In stark contrast to most concerts, Sofar Sounds’ events strive to produce an intimate, relaxed and refreshing environment. This atmosphere is fostered by a couple norms. One, there are no assigned seats, and everyone sits on the floor, at least at the start. Two, while using social media to support the artists and the event is encouraged, no cellphones are allowed above the shoulder.

What really makes SoFar Sounds unique is that they do not organize concerts in the traditional sense. While anyone can apply to host a concert in a small setting, it is never revealed before a show who is playing. Although, the shows usually consist of three diverse acts with no headliner.

Additionally, the tickets are not sold with any sort of Ticketmaster or Stubhub insurance or guarantee. Just as hosts must apply, so must concertgoers up until five days until the event, and the tickets are distributed based on a lottery. This certainly adds a capricious and mysterious element to Sofar’s concerts that is sometimes missing from the overpriced and overproduced mega-shows held in larger venues.

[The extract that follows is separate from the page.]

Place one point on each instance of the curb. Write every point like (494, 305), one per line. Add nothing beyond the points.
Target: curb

The SoFar concert in DuBourg Hall featured three crescendoing St. Louis-born acts. The first was Joanna Serenko, a 17-year-old singer from Kirkwood high school with an amazingly soulful voice that was nicely complemented by her steady and articulate guitar accompanist. After Serenko, hip-hop group Mc Tres performed a terrific set of tunes. Many of them, like “Somehow Someway,” were full of meaningful social commentary and stirring lyrics, as well as a strong backing DJ, keyboard and guitar. The night ended with HOUNDS, a psychedelic rock trio that played a handful of galloping Western tracks that would have made Ennio Morricone proud. Their music alternated between passionate slow ballads and rock jams.

This Valentine’s Day gig was about much more than just the music though. In the words of junior Delanie Muenchen, president of Overground, it is “a tutoring and mentoring organization with the goals of decreasing the literacy gap in the city of St. Louis, dismantling the school-to-prison pipeline, and breaking the ‘SLU bubble.’” All profits from the concert will fund Overground’s after-school programs that go from 3-5 p.m., the most critical hours of the day for kids with whom they work. Currently, Overground serves Ashlendale, Walbridge, LaSalle Middle, and Farragut Elementaries, as well as Vashon High School.

Overground hopes to do more events with SoFar Sounds, but it already has other events planned for this semester to raise awareness of social and educational issues in St. Louis. These include the Norm White Lecture Series, which honors the late co-founder of Overground Norm White, and an additional showing of the documentary For Ahkeem, which focuses on a girl who grew up in St. Louis and experienced the school-to-prison pipeline first hand.

If the DuBourg concert was any indication of what a typical SoFar Sounds concert is like, then they are highly recommendable for fans of a wide variety of music and want to experience a different show than what is typical at the Pageant, Enterprise, or even the neighborhood bar.